One of the problems with jumping to such conclusions from just one short film clip is that there could be other explanations for what we saw. Most notably, we were only shown what Jaytee was doing at the moment that Pam begins to return home. What was he doing during all the other time that his owner was out? Does he spend all the time up to that point snuggled up to Pam's mum's feet? Once he has gone to the window to begin waiting for Pam, does he stay there until she arrives home? Both of these things are kind of implied by the short clip, but we would need to see a record of his behaviour for the entire time that Pam is out to come to this conclusion. I'm not sure if anyone has ever actually looked at the rest of the Austrian film to discover what Jaytee is doing at these other times.

That aside, the researcher who did most of the research with Jaytee is Dr Rupert Sheldrake, a biologist by training. In his book Seven Experiments That Could Change The World, Rupert suggested that dog-owners could quite easily test the notion that dogs (or at least their dogs) are able to reliably predict when their owners are to return home (something that many dog-owners report to be the case) by conducting simple experiments. For example, the owner could vary the times and means by which they would return home to determine whether this influenced their dog's ability to predict their homecoming. One person to have a go at doing this was Pam Smart, a woman living in Ramsbottom in Lancashire, with her pet terrier Jaytee. Her parents (with whom she typically left Jaytee when she went out) had noticed for some time that Jaytee appeared to reliably predict when Pam would arrive home by going to wait for her by the porch window of their ground floor flat (next door to Pam's own flat). After seeing an article about Sheldrake's research and his interest in dog's who seem to know when their owners are returning home, Pam conducted a few of her own experiments by returning home at different times and by different means. Jaytee seemed to still know when Pam was heading home by taking up his place by the window at the appropriate time. Rupert Sheldrake went on to conduct his own experiments with Jaytee and, as we have seen, eventually the folks at an Austrian television company showed up and recorded Jaytee's uncanny abilities.

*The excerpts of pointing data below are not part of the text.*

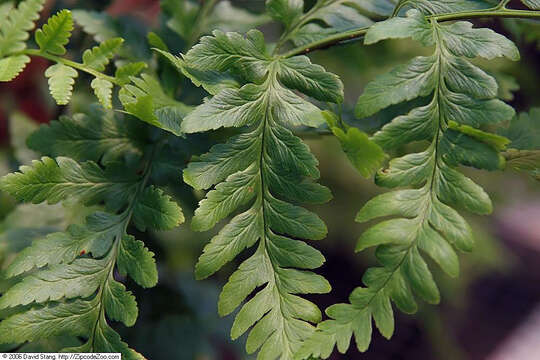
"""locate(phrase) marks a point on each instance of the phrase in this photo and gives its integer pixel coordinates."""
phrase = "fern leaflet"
(19, 21)
(56, 33)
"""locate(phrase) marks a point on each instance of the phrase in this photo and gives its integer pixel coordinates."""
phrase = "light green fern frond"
(264, 170)
(461, 103)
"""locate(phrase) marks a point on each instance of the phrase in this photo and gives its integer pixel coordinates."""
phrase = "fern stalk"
(357, 34)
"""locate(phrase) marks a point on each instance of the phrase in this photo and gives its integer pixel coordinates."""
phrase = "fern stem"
(73, 64)
(356, 34)
(123, 225)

All this led to sceptical psychologist Richard Wiseman carrying out his own investigation of Jaytee. And this is where I come in. At the time, I was working as Richard's research assistant while I was studying for my PhD. Rupert visited us at the University of Hertfordshire to look at our experimental set up to investigate the feeling of being stared at (another one of Rupert's seven potentially world-changing experiments). I remember saying to Richard, "Just don't let's get involved with the psychic dog!".

Next thing I know we're driving up to Ramsbottom to conduct our own experiments with Pam and Jaytee. Good to know that my opinion counts for something!

And who says science can't be glamorous?